Hotly debated on social media was the author’s use of the word “lodestar,” which pops up frequently in speeches by Pence. Could the anonymous figure be someone in Pence’s orbit? Others argued that the word “lodestar” could have been included to throw people off.

In a rare step, Pence’s communications director Jarrod Agen tweeted early Thursday that “The Vice President puts his name on his Op-Eds. The NY Times should be ashamed and so should the person who wrote the false, illogical, and gutless op-ed. Our office is above such amateur acts.”

Pompeo, who was in India, denied writing the anonymous opinion piece, saying, “It’s not mine.” He accused the media of trying to undermine the Trump administration and said he found that “incredibly disturbing.”

Coats later issued his own denial; and with three prominent administration members delivering on-the-record denials, the focus could now fall on other senior aides to do the same, with questions raised about those who stay silent.

Trump, appearing at an unrelated event Wednesday at the White House, lashed out at the Times for publishing the op-ed.

“They don’t like Donald Trump and I don’t like them,” he said of the newspaper. The op-ed pages of the newspaper are managed separately from its news department.

Early Thursday, Trump followed up with a tweet that touted his administration’s accomplishments. His other morning tweets — one on North Korea, the other on the economy — seemed to be an effort to change the subject.

The anonymous author wrote in the Times that where Trump has had successes, they have come “despite — not because of — the president’s leadership style, which is impetuous, adversarial, petty and ineffective.”

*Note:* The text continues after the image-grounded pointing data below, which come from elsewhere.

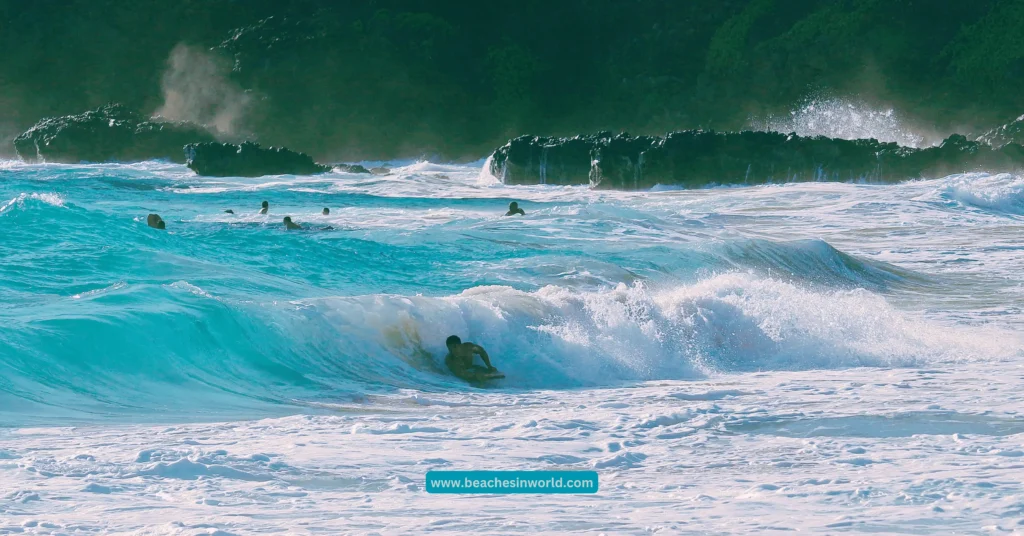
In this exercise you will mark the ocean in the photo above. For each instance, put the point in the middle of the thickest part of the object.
(823, 357)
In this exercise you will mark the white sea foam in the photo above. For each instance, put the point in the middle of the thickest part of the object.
(49, 198)
(1004, 193)
(845, 119)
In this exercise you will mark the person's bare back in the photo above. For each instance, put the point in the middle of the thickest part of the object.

The writer of the Times op-ed said Trump aides are aware of the president’s faults and “many of the senior officials in his own administration are working diligently from within to frustrate parts of his agenda and his worst inclinations. I would know. I am one of them.”

The writer also alleged “there were early whispers within the Cabinet of invoking the 25th Amendment” because of the “instability” witnessed in the president.

The 25th Amendment allows the vice president to take over if the commander in chief is “unable to discharge the powers and duties of his office.” It requires that the vice president and a majority of the Cabinet back relieving the president.